Bild: Halten ganz schön was aus: alte Nylons als Blumentopfhalterung
Schönen Müll mache ich, seit ich denken kann. Früher in meinem Kinderzimmer
nahm ich Kataloge und Zeitschriften auseinander, schnitt, klebte und malte.
Bei meinen ersten Versuchen an der Nähmaschine kam eine Hose aus alten
Hemden heraus – sie war nicht tragbar, aber ein Anfang. Alte T-Shirts
schnitt ich in Streifen und häkelte damit. Diverse [1][DIY-Blogs] und
später auch Instagram brachten neue Ideen, neue Techniken. Seit gut fünf
Jahren schreibe ich darüber, was ich alles aus altem Material herstelle:
eine Erinnerung und eine Hommage an jeden schönen Müll.
Der war lange auch eine Kostenfrage. Handarbeit ist ein teures Hobby. Das
andere, noch viel größere Problem: Es gibt schon so viele Dinge auf der
Welt, muss ich da wirklich noch mehr neu produzieren? Upcycling ist die
Lösung für beides.
Der Weg vom Müll zum Schönen ist vielfältig: Manchmal ist es ein
Gedankenblitz, ich sehe etwas, und zack – habe ich CD-Hüllen in kleine
Boxen oder verfilzte Pullover in Kuscheltiere verwandelt. Manchmal ist es
hingegen ein quälend langer Kreativprozess. Das Material ist zwar da, aber
es sagt mir nicht direkt, was es werden möchte. Ideen oder Anleitungen aus
dem Internet müssen ausprobiert und angepasst und neu gedacht werden. Dann
klappt es doch gar nicht so wie gedacht, vielleicht aber ganz anders. Es
braucht Lust am Rumprobieren. Und manchmal viel Geduld.
So war es auch mit den Strumpfhosen. Sie scheuern auf zwischen den Beinen
und werden löchrig an Ballen und Fersen.
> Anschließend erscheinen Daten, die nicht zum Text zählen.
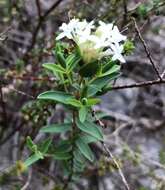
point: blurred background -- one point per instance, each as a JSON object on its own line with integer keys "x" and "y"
{"x": 134, "y": 114}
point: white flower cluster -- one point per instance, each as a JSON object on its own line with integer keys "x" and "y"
{"x": 94, "y": 42}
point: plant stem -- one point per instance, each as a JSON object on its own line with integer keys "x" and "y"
{"x": 65, "y": 187}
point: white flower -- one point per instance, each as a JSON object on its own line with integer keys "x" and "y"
{"x": 92, "y": 40}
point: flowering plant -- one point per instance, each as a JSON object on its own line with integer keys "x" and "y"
{"x": 84, "y": 68}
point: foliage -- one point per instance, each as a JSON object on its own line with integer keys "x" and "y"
{"x": 81, "y": 83}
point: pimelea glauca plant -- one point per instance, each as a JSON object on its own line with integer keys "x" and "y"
{"x": 85, "y": 66}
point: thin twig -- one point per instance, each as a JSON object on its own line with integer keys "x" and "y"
{"x": 163, "y": 74}
{"x": 40, "y": 22}
{"x": 117, "y": 165}
{"x": 2, "y": 102}
{"x": 22, "y": 93}
{"x": 146, "y": 49}
{"x": 38, "y": 8}
{"x": 28, "y": 180}
{"x": 137, "y": 85}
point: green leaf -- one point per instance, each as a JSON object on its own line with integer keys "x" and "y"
{"x": 44, "y": 146}
{"x": 30, "y": 144}
{"x": 72, "y": 61}
{"x": 97, "y": 84}
{"x": 61, "y": 59}
{"x": 62, "y": 156}
{"x": 114, "y": 69}
{"x": 74, "y": 102}
{"x": 54, "y": 67}
{"x": 90, "y": 69}
{"x": 93, "y": 101}
{"x": 83, "y": 111}
{"x": 32, "y": 159}
{"x": 77, "y": 166}
{"x": 85, "y": 149}
{"x": 78, "y": 156}
{"x": 57, "y": 96}
{"x": 56, "y": 128}
{"x": 91, "y": 129}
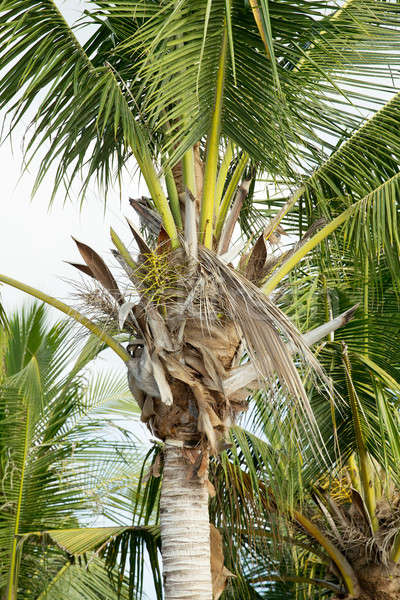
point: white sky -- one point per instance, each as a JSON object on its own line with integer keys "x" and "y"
{"x": 35, "y": 241}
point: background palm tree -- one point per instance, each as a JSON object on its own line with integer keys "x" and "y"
{"x": 61, "y": 463}
{"x": 212, "y": 93}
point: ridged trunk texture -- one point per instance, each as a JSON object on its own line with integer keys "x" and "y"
{"x": 185, "y": 531}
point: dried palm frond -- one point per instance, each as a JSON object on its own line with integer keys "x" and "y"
{"x": 190, "y": 317}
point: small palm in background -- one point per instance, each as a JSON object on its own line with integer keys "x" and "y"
{"x": 207, "y": 96}
{"x": 61, "y": 462}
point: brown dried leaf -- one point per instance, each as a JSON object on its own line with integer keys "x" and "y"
{"x": 84, "y": 268}
{"x": 99, "y": 269}
{"x": 211, "y": 489}
{"x": 256, "y": 261}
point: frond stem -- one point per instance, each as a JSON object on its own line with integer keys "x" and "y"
{"x": 208, "y": 201}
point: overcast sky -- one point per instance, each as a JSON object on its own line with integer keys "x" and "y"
{"x": 35, "y": 241}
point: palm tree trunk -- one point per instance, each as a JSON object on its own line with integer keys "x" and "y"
{"x": 185, "y": 531}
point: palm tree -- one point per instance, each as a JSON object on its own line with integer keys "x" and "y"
{"x": 61, "y": 464}
{"x": 324, "y": 529}
{"x": 206, "y": 96}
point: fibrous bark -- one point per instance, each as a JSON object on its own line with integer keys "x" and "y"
{"x": 185, "y": 530}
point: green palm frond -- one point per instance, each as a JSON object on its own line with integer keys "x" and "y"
{"x": 60, "y": 463}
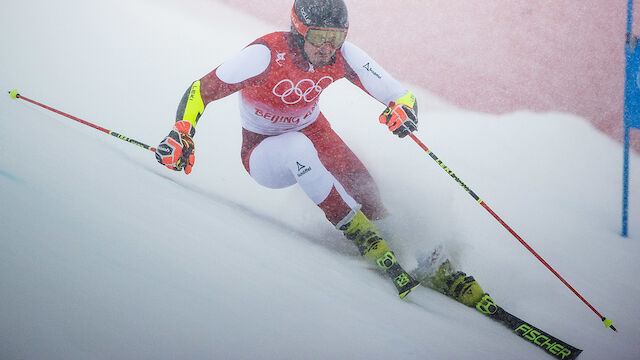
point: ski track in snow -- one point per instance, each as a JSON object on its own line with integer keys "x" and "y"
{"x": 104, "y": 254}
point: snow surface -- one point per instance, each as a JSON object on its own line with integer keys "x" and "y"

Klar, Laufmaschen lassen sich mit
etwas Nagellack stoppen. Aber irgendwann sind die Löcher so groß und die
Nähte halten so schlecht, dass das Teil aussortiert werden muss.
Über die Jahre sammelten sich immer mehr zerlöcherte Strumpfhosen bei mir
an. Wegwerfen wollte ich sie nicht. Es kann ja wohl nicht sein, dass sich
aus einem Material, das in solchen Mengen anfällt, kein schöner Müll
zaubern lässt! Und während meine Sammlung wuchs, konnte ich mir selbst beim
kreativen Prozess zuschauen.
Phase 1 – vom Material her gedacht: Es ist elastisch. Mit einzelnen
abgeschnittenen Strumpfhosenstreifen band ich im Sommer meine
überwuchernden Busch-Tomaten auf dem Balkon fest. Sie schneiden nicht ein
und sind für die Pflanzen deshalb besser als herkömmliche Schnur oder
Draht. Aber das braucht man nicht so oft. Und es blieb ein großer Haufen
nicht mehr tragbarer Strumpfhosen mit Löchern übrig.
Phase 2 – von der Form her gedacht: Das Material ist schlauchig. Aus
halbwegs intakten Wollstrumpfhosenbeinen lassen sich – gefüllt mit Woll-,
Stoff- und Filzresten oder anderen, kaputten Strumpfhosen – wunderbare
Zugluftstopper herstellen. Vor Türen und zwischen alten Doppelglasfenstern
sorgen sie im Winter dafür, dass man die Heizung nicht ganz so hoch stellen
muss.
Phase 3 – nochmal anders von der Form her gedacht: Aus den langen Beinen
der Strumpfhosen kann man lange Schüre herstellen. Und aus Schnüren kann
man Blumenampeln im Makramee-Stil knüpfen – ja, das ist jetzt wieder
modern, seit einiger Zeit sogar schon. Da ich Pflanzen fast so sehr wie
Handarbeiten mag, standen solche Blumenampeln schon lange auf meiner
Ausprobier-Liste. Aber ich wollte keine teuren, neu produzierten Kordeln
kaufen. Und so sind meine alten Strumpfhosen nun mein Schlüssel zum Glück:
Mit Nylon-Makramee komme ich ins Blumenampelreich.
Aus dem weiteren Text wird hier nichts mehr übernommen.